I swear I'm working on it but it's 3:30am now and this wouldn't leave my head but I'm like halfway done with chapter 4 of LMD! I promise! It would be nice if this one got some reviews, just cause I want to know how my random angst works. I like Sherlock's mind. It's messed up and creepy. Kay. Love you all!
Disclaimer: Ko: I'M STORY JUMPING NOW! :D
Me: Koschei, why?
Ko: Because you're taking too long! She owns nothing! I own nothing as well! Except for Theta's virginity. *grin*
Th:….Oh good lord….
I am not a machine. I feel things, really I do. But what's the point? What's the point of sentiment if it leads to heartbreak? Perhaps humans are just masochistic, or perhaps I'm broken. But I'm not a machine.

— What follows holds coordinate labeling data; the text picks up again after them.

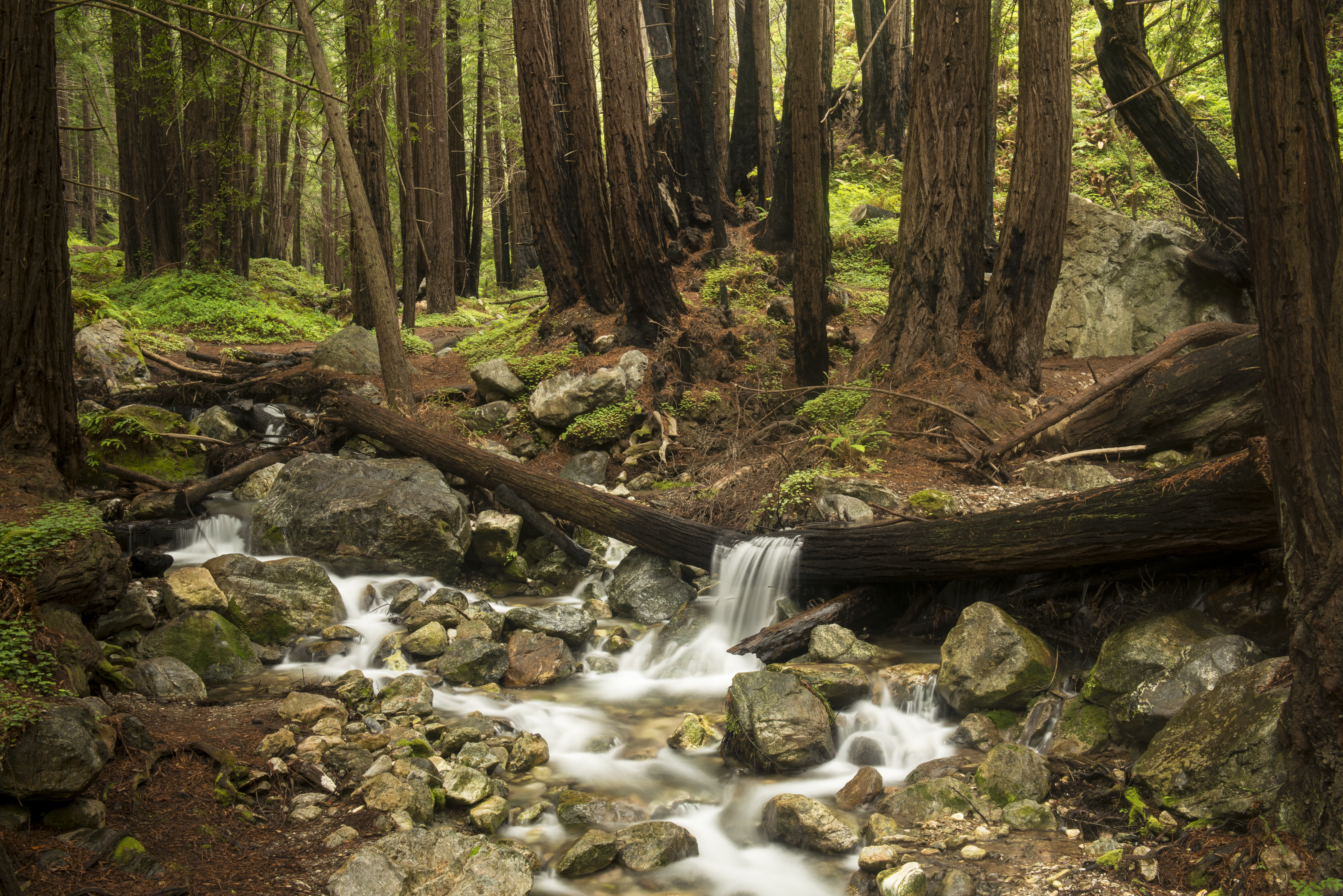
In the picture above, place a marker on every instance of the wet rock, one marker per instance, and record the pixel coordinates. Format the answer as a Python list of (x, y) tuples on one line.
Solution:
[(536, 660), (209, 644), (836, 644), (648, 588), (655, 844), (863, 788), (1142, 649), (1013, 773), (167, 678), (1142, 712), (1220, 757), (366, 516), (777, 723), (57, 757), (992, 661)]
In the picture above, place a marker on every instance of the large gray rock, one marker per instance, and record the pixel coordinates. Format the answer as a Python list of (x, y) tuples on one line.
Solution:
[(562, 398), (992, 661), (57, 758), (351, 350), (648, 588), (1221, 757), (1144, 711), (1123, 287), (276, 600), (777, 723), (1141, 649), (366, 516)]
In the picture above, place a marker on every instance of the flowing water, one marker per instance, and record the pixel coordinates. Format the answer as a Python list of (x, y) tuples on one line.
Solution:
[(608, 733)]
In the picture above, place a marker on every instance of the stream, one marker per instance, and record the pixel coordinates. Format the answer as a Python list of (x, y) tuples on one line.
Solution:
[(608, 733)]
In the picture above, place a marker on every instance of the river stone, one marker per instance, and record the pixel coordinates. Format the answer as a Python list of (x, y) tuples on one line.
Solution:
[(258, 486), (840, 683), (209, 644), (57, 757), (366, 516), (558, 401), (536, 660), (655, 844), (594, 852), (472, 663), (495, 537), (777, 723), (992, 661), (1141, 649), (805, 824), (586, 468), (193, 589), (648, 588), (836, 644), (167, 678), (276, 600), (1142, 712), (1220, 757), (562, 621), (1013, 773), (351, 350)]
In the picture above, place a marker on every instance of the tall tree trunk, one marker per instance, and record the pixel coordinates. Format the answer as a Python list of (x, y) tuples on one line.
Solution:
[(378, 273), (938, 272), (1032, 249), (1204, 183), (642, 267), (1288, 156), (40, 437)]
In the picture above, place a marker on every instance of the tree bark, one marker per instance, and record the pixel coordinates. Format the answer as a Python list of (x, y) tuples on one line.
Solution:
[(938, 272), (40, 437), (1032, 248), (1288, 156), (397, 373)]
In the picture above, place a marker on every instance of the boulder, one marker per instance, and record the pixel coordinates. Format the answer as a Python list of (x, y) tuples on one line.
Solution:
[(805, 824), (209, 644), (366, 516), (558, 401), (1221, 757), (57, 757), (777, 723), (351, 350), (276, 600), (648, 588), (1144, 711), (992, 661), (535, 660), (1013, 773), (1141, 649)]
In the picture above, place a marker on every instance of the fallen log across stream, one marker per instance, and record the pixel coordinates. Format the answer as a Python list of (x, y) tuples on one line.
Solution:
[(1219, 506)]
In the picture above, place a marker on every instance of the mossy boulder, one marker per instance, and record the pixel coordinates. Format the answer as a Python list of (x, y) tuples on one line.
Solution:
[(209, 644)]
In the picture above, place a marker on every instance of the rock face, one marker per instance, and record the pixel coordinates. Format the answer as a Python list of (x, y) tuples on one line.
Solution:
[(780, 723), (1142, 712), (276, 600), (806, 824), (558, 401), (1220, 757), (351, 350), (1123, 287), (648, 588), (1142, 649), (992, 661), (366, 516), (57, 758), (209, 644)]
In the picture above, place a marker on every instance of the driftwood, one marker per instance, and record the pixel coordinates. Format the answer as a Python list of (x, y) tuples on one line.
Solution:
[(1221, 506)]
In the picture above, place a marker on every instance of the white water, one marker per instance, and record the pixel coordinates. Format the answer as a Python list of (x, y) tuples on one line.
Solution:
[(596, 725)]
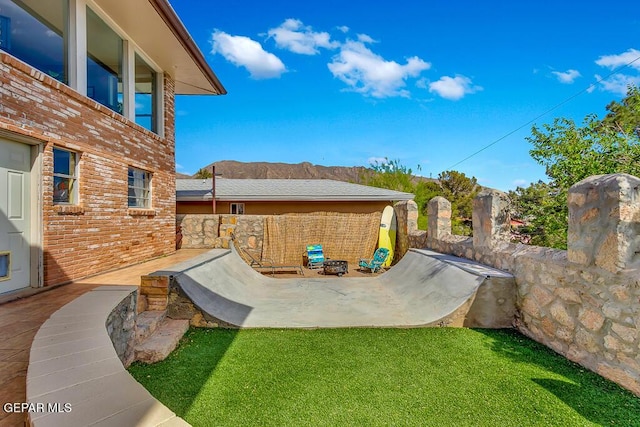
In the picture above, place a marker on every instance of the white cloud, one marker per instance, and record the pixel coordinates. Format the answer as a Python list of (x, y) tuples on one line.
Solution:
[(364, 38), (618, 83), (453, 88), (615, 61), (245, 52), (293, 35), (368, 73), (377, 160), (567, 77)]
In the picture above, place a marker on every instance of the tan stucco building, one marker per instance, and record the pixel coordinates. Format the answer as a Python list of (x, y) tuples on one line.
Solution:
[(280, 196)]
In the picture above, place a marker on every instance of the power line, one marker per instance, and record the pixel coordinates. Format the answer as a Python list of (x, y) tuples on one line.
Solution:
[(599, 80)]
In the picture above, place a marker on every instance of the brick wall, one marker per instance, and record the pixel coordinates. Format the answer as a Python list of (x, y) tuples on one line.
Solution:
[(100, 233)]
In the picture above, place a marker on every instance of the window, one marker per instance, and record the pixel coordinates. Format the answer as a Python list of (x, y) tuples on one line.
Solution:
[(65, 177), (139, 189), (38, 33), (146, 97), (35, 32), (5, 265), (104, 63), (237, 208)]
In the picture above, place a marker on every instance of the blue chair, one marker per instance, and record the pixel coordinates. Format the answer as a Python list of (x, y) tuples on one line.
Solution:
[(375, 264), (315, 256)]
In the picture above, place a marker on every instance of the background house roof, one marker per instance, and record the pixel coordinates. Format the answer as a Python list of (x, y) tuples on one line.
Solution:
[(283, 189), (155, 27)]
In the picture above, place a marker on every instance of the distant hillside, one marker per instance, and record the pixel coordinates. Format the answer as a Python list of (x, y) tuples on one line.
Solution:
[(305, 170)]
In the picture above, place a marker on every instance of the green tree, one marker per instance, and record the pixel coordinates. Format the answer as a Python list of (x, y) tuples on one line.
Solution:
[(571, 153), (389, 174), (542, 207), (203, 174), (392, 175)]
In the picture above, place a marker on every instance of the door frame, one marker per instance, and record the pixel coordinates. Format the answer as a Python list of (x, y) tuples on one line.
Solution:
[(36, 276)]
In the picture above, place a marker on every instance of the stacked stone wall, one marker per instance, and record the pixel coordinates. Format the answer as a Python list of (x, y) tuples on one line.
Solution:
[(215, 231), (584, 302)]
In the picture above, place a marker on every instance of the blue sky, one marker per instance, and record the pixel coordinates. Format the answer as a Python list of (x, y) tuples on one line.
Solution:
[(427, 83)]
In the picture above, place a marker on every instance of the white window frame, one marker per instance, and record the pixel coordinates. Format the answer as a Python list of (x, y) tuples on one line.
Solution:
[(77, 72), (145, 189), (73, 193), (236, 209)]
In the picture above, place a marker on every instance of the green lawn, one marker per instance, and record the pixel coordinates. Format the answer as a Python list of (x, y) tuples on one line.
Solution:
[(380, 377)]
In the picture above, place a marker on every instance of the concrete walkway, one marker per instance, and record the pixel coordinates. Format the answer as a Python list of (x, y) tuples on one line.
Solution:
[(21, 319)]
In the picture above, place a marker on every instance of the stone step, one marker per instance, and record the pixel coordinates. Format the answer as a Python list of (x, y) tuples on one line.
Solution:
[(163, 341), (146, 324)]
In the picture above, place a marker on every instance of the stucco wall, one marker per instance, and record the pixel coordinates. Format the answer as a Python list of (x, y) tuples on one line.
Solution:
[(283, 207), (584, 302)]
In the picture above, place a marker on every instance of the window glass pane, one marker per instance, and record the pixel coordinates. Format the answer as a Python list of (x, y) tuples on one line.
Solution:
[(4, 265), (62, 162), (145, 95), (62, 188), (64, 176), (34, 31), (139, 195), (104, 63)]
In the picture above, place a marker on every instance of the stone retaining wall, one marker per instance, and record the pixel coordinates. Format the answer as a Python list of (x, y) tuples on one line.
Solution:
[(584, 302), (214, 231)]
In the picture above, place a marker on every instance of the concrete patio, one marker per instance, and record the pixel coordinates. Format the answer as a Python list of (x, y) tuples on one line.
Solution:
[(20, 320)]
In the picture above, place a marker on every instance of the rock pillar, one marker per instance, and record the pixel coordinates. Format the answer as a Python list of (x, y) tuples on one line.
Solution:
[(491, 218), (604, 222)]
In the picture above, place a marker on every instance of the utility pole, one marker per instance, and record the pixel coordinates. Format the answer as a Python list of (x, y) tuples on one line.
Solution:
[(213, 186)]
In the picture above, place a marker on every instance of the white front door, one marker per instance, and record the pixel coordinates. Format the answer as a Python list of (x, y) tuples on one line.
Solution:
[(15, 167)]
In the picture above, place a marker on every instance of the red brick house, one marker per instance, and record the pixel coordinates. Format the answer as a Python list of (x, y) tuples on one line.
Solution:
[(87, 143)]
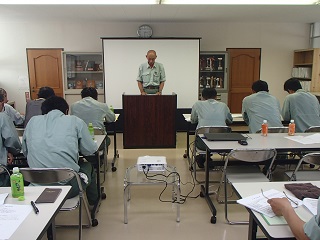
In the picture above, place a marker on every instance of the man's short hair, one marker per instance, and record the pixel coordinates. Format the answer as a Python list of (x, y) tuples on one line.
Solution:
[(89, 92), (54, 103), (45, 92), (292, 84), (260, 85), (209, 93)]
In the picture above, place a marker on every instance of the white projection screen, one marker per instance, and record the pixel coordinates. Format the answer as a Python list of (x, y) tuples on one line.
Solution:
[(123, 56)]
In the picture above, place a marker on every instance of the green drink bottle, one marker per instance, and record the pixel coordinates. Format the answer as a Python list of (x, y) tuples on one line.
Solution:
[(17, 184)]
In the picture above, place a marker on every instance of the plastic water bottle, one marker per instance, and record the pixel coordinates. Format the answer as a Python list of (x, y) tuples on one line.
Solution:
[(91, 130), (292, 128), (264, 128), (17, 184), (111, 108)]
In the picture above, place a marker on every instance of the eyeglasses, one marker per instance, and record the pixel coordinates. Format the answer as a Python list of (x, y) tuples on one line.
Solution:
[(291, 200)]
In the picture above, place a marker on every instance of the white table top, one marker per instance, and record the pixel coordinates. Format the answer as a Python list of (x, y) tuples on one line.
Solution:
[(34, 224), (237, 117), (273, 140), (275, 231)]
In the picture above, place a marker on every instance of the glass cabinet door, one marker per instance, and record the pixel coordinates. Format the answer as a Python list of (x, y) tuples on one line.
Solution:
[(213, 71)]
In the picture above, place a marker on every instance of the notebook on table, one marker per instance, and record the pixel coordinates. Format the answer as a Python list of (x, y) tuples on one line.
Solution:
[(224, 136)]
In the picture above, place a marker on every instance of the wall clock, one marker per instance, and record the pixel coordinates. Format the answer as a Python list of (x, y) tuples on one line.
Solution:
[(144, 31)]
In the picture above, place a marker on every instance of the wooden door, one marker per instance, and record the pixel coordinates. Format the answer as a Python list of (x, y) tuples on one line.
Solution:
[(45, 69), (244, 69)]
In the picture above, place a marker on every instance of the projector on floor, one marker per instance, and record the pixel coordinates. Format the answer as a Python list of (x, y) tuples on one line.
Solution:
[(152, 164)]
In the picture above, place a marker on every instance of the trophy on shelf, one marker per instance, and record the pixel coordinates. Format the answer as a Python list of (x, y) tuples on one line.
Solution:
[(202, 64), (220, 66), (201, 82), (208, 80), (210, 64), (217, 80)]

Sure, I've managed to divorce myself from feelings, to put up the facade of an uncaring sociopath, but sometimes I cheat on my work with feelings. Sometimes it comes to me like a mistress, taunting and seducing me to give in, and sometimes I do.
For example, I'm pretty sure a sociopath doesn't look at his flatmate and dream of his kiss. I am also fairly certain that they don't feel gut-wrenching jealousy every time that flatmate brings home another woman. Really, John. You're too good for them. They're all so dull and worthless. Albeit you're too good for me, but I digress. I'm far too selfish to care about that.
Ah, selfishness. Your cruel grasp has gotten me into so much trouble, and yet I must thank you. If it were not for you, John never would've believed half of the lies I spewed as to why I always showed up at his dates. He may have wondered why I came. Wondering being the most dangerous of confusions, for it is the one that often leads to answers. And oh, you must never know.
But I suppose I can also be selfless. I mean, I /am/ faking my own death to save your life. Yes, not only yours, but yours is the one that matters. I cried for you, John. I never cry. Crying is for the weak, for the sentimental, but I suppose feelings made an unannounced visit to me that day. Damn them.
So you see, John? I'm not a machine. I'm watching you go about your daily business while I play possum and I feel things. I feel hatred to my feelings, selfishness and jealousy towards your pathetic girlfriends, and love for you. Yes, I love you. I'd tell you to your face, and I will, right after you turn around.
"Hello, John. I think it's time I explain myself."